Well... This is what I'm getting. Lets say that X = 0, Y = 0, Cin = 1 We would get Input 1 and Input 9. They are both assigned 1's. With the circuit it has an XOR gate and AND gate. Since both are 1's, they cannot be added together to make a Sum because the XOR is meant to make the Sum a 0 or 1, not 10. So we would have the carry out which is an AND gate which means it will only carry out with both of the inputs being 1. Thus we have Sum = 0, Carry out = 1. Did I miss anything?
Arrange the truth table for X and Y as the bits added, and Carry and Sum as the outputs. Perhaps one MUX outputs only the sum and the other the carry. Arrange for X and Y to select inputs such that the outputs agree with the truth table.
X Y Ci S Co Now if you implemented the 0's and 1's I previously assigned they would replace the Inputs. 0 0 0 I0 I8 0 0 1 I1 I9 0 1 0 I2 I10 0 1 1 I3 I11 1 0 0 I4 I12 1 0 1 I5 I13 1 1 0 I6 I14 1 1 1 I7 I15 Is this what you were getting at? So instead of them actually going together, and having my two gates, 1 is instead already the sum and the other is already the carry out, and just depending on what X, Y and Ci will determine this. Here's a new drawing if what I think you are getting at. http://img183.imageshack.us/my.php?image=8to1muxfulladdercircuitaw1.jpg But this would mean that the two MUXes are actually making the full adder... I don't understand that part, if this is true. Could you help me out?

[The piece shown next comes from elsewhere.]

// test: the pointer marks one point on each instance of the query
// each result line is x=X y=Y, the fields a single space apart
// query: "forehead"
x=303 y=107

I think if you use a different format for the truth table, it will be more illuminating. X Y Ci S Co 0 0 0 0 0 1 0 0 1 0 Etc. Notice that the sum comes out of one MUX, while the Carry out comes out of the other (why else would you need 2 multiplexers for the function?). Notice that X, Y and Carry in are the select bits. They are common to both MUX's. Each MUX output should be what is predicted by the truth table.